Prof. Dr. Ali Agus dari UGM juga menceritakan pengalamannya dalam melakukan kolaborasi antara Fakultas Peternakan dan FK-KMK UGM dan Dinas Kesehatan Kab Sleman dalam kegiatan “Penggunaan Telur Fungsional dalam Program Pecah Ranting (Pencegahan Rawan Stunting) di Kabupaten Sleman”. Dalam penelitian itu, ia membuat kegiatan terintegrasi antara pangan – kesehatan – kesejahteraan masyarakat. Telur dipilih karena kandungan gizinya yang lengkap, terjangkau, relatif diterima masyarakat dan bisa dikonsumsi harian.
Di sisi lain, Dr. dr Vivien Novarina Kasim, MKes dari Universitas Negeri Gorontalo menceritakan penelitiannya di daerah terpencil di Kabupaten Boalemo, Gorontalo dan menemukan bahwa riwayat ASI eksklusif, pendapatan keluarga, dan sanitasi lingkungan berhubungan signifikan dengan kejadian stunting di wilayah tersebut. Faktor ekonomi dan kesadaran masyarakat mengenai kesehatan dan kebersihan yang rendah merupakan masalah utama program penurunan stunting. Oleh karena itu, perlu intervensi holistik dan kolaboratif untuk meningkatkan keberhasilan program.
Kegiatan tahap ketiga yang dilakukan pada 12-13 November 2021 merupakan pengerucutan komitmen seluruh peserta untuk bersama-sama bergabung dalam jejaring lembaga akademik dan membantu penuntasan masalah anemia gizi, anemia non-gizi, dan stunting di Indonesia dengan mengambil nama NATURE – Indonesia Nutrition University Network.
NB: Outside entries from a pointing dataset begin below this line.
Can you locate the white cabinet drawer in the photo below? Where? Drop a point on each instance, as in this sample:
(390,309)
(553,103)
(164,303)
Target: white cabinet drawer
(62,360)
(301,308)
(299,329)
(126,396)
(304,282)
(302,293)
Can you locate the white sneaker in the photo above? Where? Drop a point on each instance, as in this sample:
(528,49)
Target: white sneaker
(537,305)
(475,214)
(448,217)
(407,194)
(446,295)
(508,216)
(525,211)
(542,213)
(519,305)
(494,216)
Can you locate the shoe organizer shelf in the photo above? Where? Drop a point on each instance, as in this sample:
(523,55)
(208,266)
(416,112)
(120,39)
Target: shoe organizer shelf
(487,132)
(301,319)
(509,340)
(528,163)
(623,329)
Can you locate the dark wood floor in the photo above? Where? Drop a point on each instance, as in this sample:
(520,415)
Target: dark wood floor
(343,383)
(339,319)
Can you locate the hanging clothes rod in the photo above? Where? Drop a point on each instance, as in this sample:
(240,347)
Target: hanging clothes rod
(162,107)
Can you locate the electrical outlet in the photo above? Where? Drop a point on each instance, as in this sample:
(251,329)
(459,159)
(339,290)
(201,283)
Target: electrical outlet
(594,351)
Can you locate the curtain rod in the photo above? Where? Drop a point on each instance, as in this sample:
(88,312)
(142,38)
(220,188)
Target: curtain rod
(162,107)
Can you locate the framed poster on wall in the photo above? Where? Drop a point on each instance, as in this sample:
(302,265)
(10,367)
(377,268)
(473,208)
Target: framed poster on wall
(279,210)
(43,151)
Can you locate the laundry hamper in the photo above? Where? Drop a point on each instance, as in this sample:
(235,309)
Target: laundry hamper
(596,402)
Pada tingkat nasional, perwakilan BKKBN sebagai kepala komando penurunan stunting di Indonesia menyatakan bahwa pelibatan perguruan tinggi untuk penurunan stunting telah mulai digencarkan. Perguruan tinggi dengan Tri Dharma memiliki posisi yang strategis sebagai mitra pendamping pemerintah maupun lembaga lain untuk mengatasi permasalahan gizi di Indonesia. Sehingga, kehadiran NATURE disambut sebagai suatu hal yang baik.
Harapannya, kehadiran NATURE mampu berperan untuk memperkuat kapasitas anggota baik sebagai akademisi, peneliti, dan pendamping bagi daerah untuk melaksanakan kegiatan pendidikan, penelitian, pengabdian kepada masyarakat, dan pendampingan dalam upaya menurunkan kejadian masalah gizi di Indonesia, secara khusus anemia dan stunting, selaras dengan tujuan pembangunan yang telah dicanangkan oleh pemerintah.